Julius’ education also benefitted from his Air Force career. He used the GI Bill to earn a bachelor’s degree in business administration from California State University in Sacramento.
Even though the youngest Davis brother had seen 10 before him choose the military as an escape from life in Wetumpka, it wasn’t a foregone conclusion that Arguster would become the 11th. He was the only brother to go directly to college when he attended Tuskegee Institute after his high school graduation in 1970. But when Arguster returned for the fall semester in 1971, he withdrew and moved to California. After having no luck finding work for three months, Arguster was inducted into the Air Force Nov. 1, 1971, and his first duty station was Carswell Air Force Base, Texas, in vehicle operations. He quickly learned the Air Force would help him reach his goal of returning to college.
“After about six months there, I found out the Air Force had a tuition assistance program that paid 75 percent of tuition, and I jumped on that immediately,” the 62-year-old said. “I went to evening classes at (Texas Christian University), and they even provided noon classes on base.”
When Arguster left the Air Force four years later, he remained in the area so he could complete his bachelor’s degree in business management.
“So I actually squeezed eight years of living into six by doing four years of active duty and receiving a college degree, and I did all of that without touching my VA benefits,” he said. “I used those VA benefits to earn two associate degrees in auto mechanics and air conditioning and heating.”
Three years after leaving active duty, Arguster joined the Air Force Reserve and served another 19 years before he retired as a senior master sergeant in 1998. He and his wife, Linda, moved back to Alabama in McCalla near Birmingham after he retired from the U.S. Postal Service in 2009.
“Once we saw the ones ahead of us succeeding, we thought, ‘OK, that’s not too bad,’” he said. “You get a place to stay, free meals and clothing, the opportunity to travel, and you make money too. So what more could you ask for? I think the ones who went ahead of us paved the route for a better option to make our lives better.”
As each brother began to earn money in the military, he picked a project to help the parents back in Wetumpka. The project may have been buying a new refrigerator, installing a bathroom, or putting gas in the house, Arguster said.
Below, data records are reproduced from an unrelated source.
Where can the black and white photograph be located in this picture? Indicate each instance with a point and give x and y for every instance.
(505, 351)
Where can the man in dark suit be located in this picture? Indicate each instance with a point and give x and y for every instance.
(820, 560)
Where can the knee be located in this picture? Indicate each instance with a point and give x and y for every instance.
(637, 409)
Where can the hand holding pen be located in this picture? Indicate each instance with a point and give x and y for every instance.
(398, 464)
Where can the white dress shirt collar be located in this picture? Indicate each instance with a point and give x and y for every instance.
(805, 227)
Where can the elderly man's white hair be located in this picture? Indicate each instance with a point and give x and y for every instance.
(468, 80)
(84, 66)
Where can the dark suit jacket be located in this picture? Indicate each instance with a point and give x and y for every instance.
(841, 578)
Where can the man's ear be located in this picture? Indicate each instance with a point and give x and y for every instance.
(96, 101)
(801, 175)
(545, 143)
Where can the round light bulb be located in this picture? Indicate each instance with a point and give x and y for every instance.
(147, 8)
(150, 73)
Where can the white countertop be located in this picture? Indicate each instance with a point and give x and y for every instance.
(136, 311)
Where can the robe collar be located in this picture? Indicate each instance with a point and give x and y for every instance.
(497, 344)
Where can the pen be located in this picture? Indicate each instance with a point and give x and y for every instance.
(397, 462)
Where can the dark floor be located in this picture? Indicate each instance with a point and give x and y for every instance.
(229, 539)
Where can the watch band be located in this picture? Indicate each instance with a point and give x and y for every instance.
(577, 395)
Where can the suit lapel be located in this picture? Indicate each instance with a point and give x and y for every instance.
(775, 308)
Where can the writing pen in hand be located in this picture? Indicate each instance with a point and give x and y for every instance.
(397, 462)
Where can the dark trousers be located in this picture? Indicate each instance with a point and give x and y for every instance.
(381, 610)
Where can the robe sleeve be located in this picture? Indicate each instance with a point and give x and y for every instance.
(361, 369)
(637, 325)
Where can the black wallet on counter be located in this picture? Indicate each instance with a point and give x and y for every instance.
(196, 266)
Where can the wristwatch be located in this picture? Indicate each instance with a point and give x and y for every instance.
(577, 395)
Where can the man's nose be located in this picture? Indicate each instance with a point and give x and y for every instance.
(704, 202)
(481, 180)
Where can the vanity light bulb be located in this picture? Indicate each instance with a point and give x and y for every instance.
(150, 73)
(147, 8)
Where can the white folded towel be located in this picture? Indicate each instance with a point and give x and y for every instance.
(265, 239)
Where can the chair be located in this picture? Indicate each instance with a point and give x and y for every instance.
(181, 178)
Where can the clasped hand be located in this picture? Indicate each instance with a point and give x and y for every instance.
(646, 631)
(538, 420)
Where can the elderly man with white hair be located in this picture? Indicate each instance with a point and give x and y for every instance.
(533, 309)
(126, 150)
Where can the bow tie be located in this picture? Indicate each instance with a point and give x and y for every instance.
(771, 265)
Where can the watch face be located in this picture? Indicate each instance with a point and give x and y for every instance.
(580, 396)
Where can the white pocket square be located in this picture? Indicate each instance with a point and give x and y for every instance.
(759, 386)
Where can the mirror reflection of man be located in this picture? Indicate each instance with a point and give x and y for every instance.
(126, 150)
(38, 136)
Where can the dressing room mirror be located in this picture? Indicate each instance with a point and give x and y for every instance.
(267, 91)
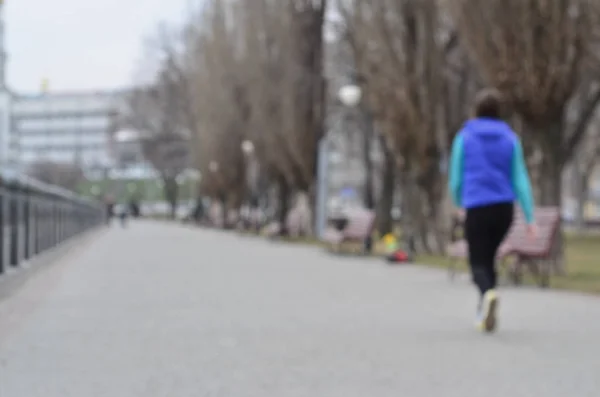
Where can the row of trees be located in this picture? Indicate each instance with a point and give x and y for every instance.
(262, 71)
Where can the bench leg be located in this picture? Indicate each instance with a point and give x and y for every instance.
(452, 269)
(515, 270)
(544, 274)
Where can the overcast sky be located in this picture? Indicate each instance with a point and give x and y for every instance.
(80, 44)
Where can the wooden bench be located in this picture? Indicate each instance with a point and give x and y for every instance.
(293, 223)
(358, 228)
(533, 253)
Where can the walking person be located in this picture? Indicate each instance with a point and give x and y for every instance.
(487, 175)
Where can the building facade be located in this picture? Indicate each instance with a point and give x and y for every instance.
(65, 128)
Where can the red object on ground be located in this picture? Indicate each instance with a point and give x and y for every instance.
(399, 256)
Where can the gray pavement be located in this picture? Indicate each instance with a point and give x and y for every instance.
(161, 310)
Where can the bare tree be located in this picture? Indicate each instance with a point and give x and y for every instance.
(157, 112)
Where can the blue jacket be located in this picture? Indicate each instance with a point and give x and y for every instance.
(487, 167)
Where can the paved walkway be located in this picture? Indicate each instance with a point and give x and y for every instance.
(165, 311)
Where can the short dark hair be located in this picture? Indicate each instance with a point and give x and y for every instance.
(490, 103)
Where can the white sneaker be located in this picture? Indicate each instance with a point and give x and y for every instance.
(486, 319)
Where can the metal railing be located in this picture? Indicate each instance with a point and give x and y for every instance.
(35, 217)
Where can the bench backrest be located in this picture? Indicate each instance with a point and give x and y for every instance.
(360, 225)
(547, 221)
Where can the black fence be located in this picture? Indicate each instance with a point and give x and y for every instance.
(35, 217)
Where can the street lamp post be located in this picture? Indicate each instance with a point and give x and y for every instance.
(350, 95)
(248, 150)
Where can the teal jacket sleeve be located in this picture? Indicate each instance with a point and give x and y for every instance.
(456, 170)
(521, 183)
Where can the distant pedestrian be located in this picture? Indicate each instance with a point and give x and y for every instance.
(123, 215)
(487, 174)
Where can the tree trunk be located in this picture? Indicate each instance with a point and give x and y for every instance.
(580, 179)
(386, 198)
(171, 192)
(550, 177)
(284, 193)
(369, 190)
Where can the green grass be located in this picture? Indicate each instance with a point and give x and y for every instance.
(582, 264)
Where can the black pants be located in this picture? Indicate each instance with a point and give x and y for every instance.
(485, 228)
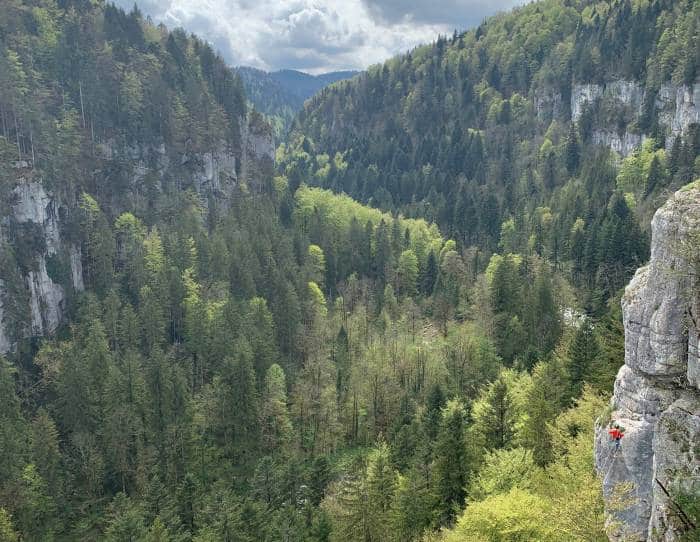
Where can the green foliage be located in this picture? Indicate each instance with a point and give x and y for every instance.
(290, 364)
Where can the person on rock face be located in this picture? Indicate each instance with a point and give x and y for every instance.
(616, 433)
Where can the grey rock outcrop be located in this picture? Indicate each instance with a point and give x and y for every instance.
(657, 391)
(213, 175)
(677, 108)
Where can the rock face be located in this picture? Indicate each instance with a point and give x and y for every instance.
(33, 207)
(213, 175)
(657, 390)
(677, 107)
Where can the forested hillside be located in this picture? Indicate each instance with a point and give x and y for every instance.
(280, 95)
(201, 346)
(513, 133)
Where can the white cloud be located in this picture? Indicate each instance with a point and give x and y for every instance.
(316, 35)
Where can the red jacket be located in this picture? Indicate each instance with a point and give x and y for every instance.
(616, 434)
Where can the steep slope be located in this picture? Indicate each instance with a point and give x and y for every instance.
(129, 115)
(526, 118)
(657, 391)
(280, 95)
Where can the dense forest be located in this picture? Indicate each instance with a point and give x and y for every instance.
(280, 361)
(280, 95)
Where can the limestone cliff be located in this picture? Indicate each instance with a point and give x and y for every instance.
(657, 391)
(676, 107)
(52, 266)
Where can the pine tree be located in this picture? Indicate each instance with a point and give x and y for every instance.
(450, 467)
(572, 151)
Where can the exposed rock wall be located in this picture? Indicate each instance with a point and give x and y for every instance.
(212, 174)
(31, 204)
(657, 391)
(677, 107)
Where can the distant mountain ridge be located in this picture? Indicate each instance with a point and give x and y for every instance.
(281, 94)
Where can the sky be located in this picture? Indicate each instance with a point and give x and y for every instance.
(317, 36)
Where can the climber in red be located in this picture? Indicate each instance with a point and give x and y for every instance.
(616, 433)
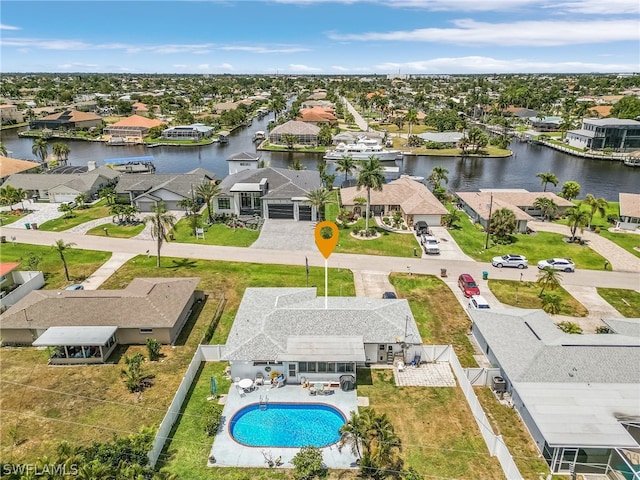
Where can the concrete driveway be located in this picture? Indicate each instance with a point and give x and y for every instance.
(286, 235)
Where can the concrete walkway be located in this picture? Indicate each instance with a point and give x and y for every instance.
(618, 257)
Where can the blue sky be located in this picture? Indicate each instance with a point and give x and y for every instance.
(321, 36)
The brothers became closer after their father died in 1984, and the mother died in 2001. For years, they selected a destination where they could travel to meet and play golf. Five brothers still live in Alabama, including three who live only about two hours from Arguster in Montgomery.
“We still all talk to one another,” he said. “Within a week’s time after we talk to one of our brothers, we all know how each one is doing, whether we talked to them or not. We really became closer after both of our parents passed. I think that is the way they would have wanted it.”
The brothers who chose the military, whether for a career or as a step in the right direction, remain proud of the decision they made as young adults.